In NSW, public sector workers’ pay and conditions have been attacked and the Federal Liberal Opposition has a plan to axe 12,000 federal public sector jobs. The rationale for these attacks is wrong.
In NSW, the rationale is a budgetary black hole and in Canberra it is a bloated bureaucracy. Both these claims are false and there is plenty of evidence to prove it.
Immediately after its election, the O’Farrell Government claimed to have found a $4.5 billion black hole in the NSW budget. This is a familiar modus operandi by incoming governments. Even the language is recycled and unimaginative.
Three independent reports by the NSW Treasury, the independent Parliamentary Budget Office (PBO) and the ratings agency Standard and Poors, respectively, have debunked this claim (see p17)
The Treasury report said the Coalition’s figures were $3 billion out and any deterioration was due to falling revenue. The PBO’s report said the claim was ‘unsupported by evidence or conflicts with available information’. Standard and Poors gave the state an AAA rating and said the NSW budget was strong and in a sound operating position.
So, there is no black hole in the budget and NSW’s finances are actually very healthy. To continue to use this fiction of a black hole to justify attacks on the public sector, its conscientious employees and their pay and conditions is unconscionable.
Research by Unions NSW has found that the O’Farrell Government is out of step with the NSW public on this issue.
It found that workers in both the public sector and the private sector are opposed to public sector workers losing their right to bargain with their employer on pay and conditions. This is seen as a right for all Australians.
This is consistent with other research done by the Centre for Policy Development (CPD), which found that people are very favourably disposed to public servants and that they consider public servants to be very committed.
The CPD report found that two thirds of Australians support maintaining or boosting public service funding.
Looking at the federal public sector, the CPD found it was roughly the same size as it was 20 years ago, while Australia’s population had grown by three million. Effectively, there has been a decline in the number of public servants per capita. In 1990, there was one (Commonwealth) public servant for every 106 Australians. In 2009, there was one public servant for every 135 Australians.
‘Australia invests less in its public sector and public services than most comparable countries. People are very happy to fund an improved public service rather than see it axed,’ noted the report’s author James Whelan.
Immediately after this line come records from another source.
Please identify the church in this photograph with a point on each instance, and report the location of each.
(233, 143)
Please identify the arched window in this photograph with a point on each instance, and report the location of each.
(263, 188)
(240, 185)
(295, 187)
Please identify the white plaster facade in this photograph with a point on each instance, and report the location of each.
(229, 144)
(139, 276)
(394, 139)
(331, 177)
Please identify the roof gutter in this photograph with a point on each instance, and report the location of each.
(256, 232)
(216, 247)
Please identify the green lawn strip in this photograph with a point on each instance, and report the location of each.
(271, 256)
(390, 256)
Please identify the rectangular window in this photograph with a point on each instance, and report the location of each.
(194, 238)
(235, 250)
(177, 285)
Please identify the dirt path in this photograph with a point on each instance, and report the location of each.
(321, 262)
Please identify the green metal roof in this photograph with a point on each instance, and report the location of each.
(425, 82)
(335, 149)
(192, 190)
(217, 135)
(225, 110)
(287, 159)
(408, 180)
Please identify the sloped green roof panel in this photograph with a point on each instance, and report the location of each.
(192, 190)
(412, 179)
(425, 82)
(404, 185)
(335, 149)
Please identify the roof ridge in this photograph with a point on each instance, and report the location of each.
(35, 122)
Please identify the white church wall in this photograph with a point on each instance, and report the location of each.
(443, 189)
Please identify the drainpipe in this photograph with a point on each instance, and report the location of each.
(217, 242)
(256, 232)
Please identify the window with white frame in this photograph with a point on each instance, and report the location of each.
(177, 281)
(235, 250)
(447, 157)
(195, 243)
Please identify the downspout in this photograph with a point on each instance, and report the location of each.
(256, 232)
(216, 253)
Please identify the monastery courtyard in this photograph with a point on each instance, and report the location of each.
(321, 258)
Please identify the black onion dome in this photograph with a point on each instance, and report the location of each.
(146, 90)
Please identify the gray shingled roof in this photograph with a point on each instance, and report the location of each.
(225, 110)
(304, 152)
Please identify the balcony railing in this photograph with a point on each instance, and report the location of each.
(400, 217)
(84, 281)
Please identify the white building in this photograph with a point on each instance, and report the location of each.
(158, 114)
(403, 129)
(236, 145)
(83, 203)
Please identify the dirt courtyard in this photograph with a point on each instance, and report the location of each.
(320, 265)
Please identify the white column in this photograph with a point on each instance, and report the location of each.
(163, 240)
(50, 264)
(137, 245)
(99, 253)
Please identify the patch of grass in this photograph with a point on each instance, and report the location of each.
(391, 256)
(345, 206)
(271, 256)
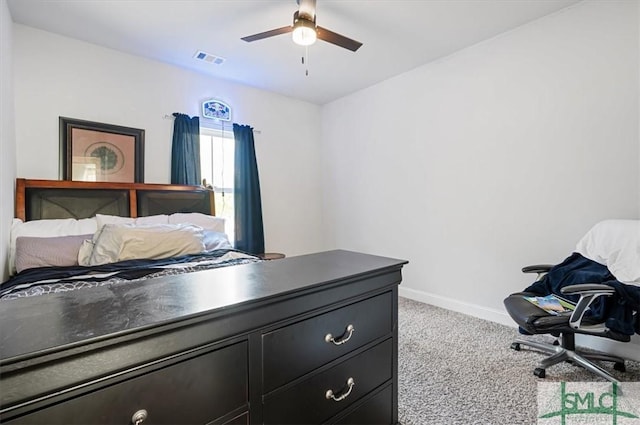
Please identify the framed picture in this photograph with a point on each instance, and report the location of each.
(92, 151)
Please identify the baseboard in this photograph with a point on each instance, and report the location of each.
(629, 350)
(474, 310)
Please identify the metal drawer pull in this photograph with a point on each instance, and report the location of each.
(329, 394)
(139, 417)
(342, 339)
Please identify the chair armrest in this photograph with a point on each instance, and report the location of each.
(540, 269)
(587, 288)
(537, 268)
(588, 293)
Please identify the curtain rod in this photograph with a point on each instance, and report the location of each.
(170, 117)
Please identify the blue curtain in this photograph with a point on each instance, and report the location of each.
(249, 231)
(185, 150)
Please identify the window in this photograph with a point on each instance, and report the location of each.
(216, 166)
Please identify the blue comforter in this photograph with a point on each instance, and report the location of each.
(618, 309)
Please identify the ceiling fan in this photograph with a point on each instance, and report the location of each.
(305, 31)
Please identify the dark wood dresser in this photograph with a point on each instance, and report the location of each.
(302, 340)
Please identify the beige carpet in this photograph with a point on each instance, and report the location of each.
(457, 369)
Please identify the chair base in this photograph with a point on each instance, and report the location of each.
(561, 353)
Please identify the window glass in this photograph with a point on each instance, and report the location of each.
(217, 168)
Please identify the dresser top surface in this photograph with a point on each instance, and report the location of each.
(39, 323)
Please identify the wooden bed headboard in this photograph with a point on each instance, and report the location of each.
(50, 199)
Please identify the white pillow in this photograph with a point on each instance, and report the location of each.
(119, 242)
(115, 219)
(45, 229)
(615, 244)
(215, 240)
(58, 251)
(207, 222)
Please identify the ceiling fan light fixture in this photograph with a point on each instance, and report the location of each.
(304, 32)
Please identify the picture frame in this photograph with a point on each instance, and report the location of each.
(93, 151)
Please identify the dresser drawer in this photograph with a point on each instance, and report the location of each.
(307, 402)
(294, 350)
(194, 391)
(377, 410)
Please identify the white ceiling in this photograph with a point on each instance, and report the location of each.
(398, 35)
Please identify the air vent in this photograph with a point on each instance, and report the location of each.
(206, 57)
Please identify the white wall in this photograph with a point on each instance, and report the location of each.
(58, 76)
(501, 155)
(7, 134)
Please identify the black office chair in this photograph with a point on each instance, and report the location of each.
(535, 320)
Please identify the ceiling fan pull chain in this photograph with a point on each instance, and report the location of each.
(306, 54)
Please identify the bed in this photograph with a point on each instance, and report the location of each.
(305, 339)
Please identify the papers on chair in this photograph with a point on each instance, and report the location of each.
(552, 304)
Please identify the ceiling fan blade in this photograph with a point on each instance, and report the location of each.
(268, 34)
(307, 9)
(337, 39)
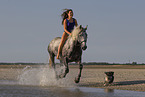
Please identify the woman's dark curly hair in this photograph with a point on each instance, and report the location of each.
(64, 15)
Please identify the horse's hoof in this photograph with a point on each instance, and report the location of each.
(77, 80)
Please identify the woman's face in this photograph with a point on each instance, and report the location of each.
(70, 14)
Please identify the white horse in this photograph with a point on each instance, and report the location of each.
(71, 51)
The Productivity Commission report into aged care has been released and it falls well short of what nurses say needs to be done to fix the sector.
It acknowledges that fair and competitive wages and staffing levels are critical. This is an important finding from an economically rigorous organisation.
It then shirks the logical response and puts forward potential solutions that are postponed well into the future.
It recommends the creation of an Australian Aged Care Commission with responsibility for pricing, complaints and wages. It is not expected to come into existence for another three to five years.
That is far too long without any movement on wages, and aged care can’t wait.
The ball is now in the Federal Government’s court, and the ANF and the NSWNA expect Julia Gillard to honour her promise of fixing aged care in her government’s second term.
A good place to start would be the 2012 Federal Budget.